Le premier statut qui
suit cette Constitution demande à l’abbé d’offrir sa démission lorsqu’il
atteint l’âge de 75 ans (comme doivent faire aussi les évêques – mais pas les
papes !). Il est évident que
certaines personnes, à cet âge, son encore en pleine forme et pourraient
continuer dans leur tâche durant encore plusieurs années. Mais c’est aussi l’âge où, pour la plupart
des personnes, les forces peuvent commencer à diminuer rapidement. Il a donc semblé à l’Église plus simple de
déterminer un âge où tous démissionnent normalement. Ceux qui sont encore en pleine forme peuvent
remplir alors bien d’autres services.
Certains deviennent supérieurs ad
nutum, comme certains évêques démissionnaires deviennent assistants de
jeunes évêques (ou même auxiliaires).
De toute façon, plus on
avance en âge (même longtemps avant les 75 ans), plus il faut apprendre à
lâcher prise à l’égard de beaucoup de choses.

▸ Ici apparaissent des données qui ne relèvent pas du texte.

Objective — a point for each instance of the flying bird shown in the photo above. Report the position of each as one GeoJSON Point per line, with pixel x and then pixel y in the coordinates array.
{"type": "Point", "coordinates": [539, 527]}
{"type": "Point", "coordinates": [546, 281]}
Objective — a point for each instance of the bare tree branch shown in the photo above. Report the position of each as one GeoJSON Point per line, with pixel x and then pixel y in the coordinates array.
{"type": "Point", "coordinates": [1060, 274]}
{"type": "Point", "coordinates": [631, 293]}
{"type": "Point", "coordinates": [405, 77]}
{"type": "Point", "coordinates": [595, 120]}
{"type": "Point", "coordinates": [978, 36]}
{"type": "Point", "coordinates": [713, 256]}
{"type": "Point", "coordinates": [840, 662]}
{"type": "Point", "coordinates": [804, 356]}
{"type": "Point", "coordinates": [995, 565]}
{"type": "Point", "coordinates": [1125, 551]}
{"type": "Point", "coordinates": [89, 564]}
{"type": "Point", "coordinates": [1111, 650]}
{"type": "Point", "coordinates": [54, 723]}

La présence dans une communauté d’un ancien abbé qui donne l’exemple
d’une personne libérée et pacifiée, est très précieuse. Il y a sans doute des situations où un
éloignement provisoire de l’ancien supérieur peut être opportune, mais il
serait injuste d’en faire une règle. La
place d’un abbé démissionnaire est dans la communauté qu’il a servie comme abbé
et qu’il continue de servir autrement.
J’aime beaucoup une
image tirée du poème L’Odyssée d’Homère, où Ulysse,
après avoir parcouru les mers, doit finalement apprendre à planter sa rame dans
le sol, sur le rivage.
Pour chacun de nous
l’entrée dans notre patrie céleste surviendra lorsque, notre voyage terrestre
terminé, nous lâcherons totalement prise après avoir planté notre rame dans le
sol. Avant d’arriver là, nous aurons dû,
si nous voulons atteindre un degré suffisant de paix et de sérénité, apprendre
à lâcher prise à l’égard de bien des
choses.
Ce que fait l’abbé qui
offre sa démission, chacun de nous doit le faire chaque jour
de mille et une façons. L’important
est de toujours le faire consciemment et sereinement et non pas de le subir.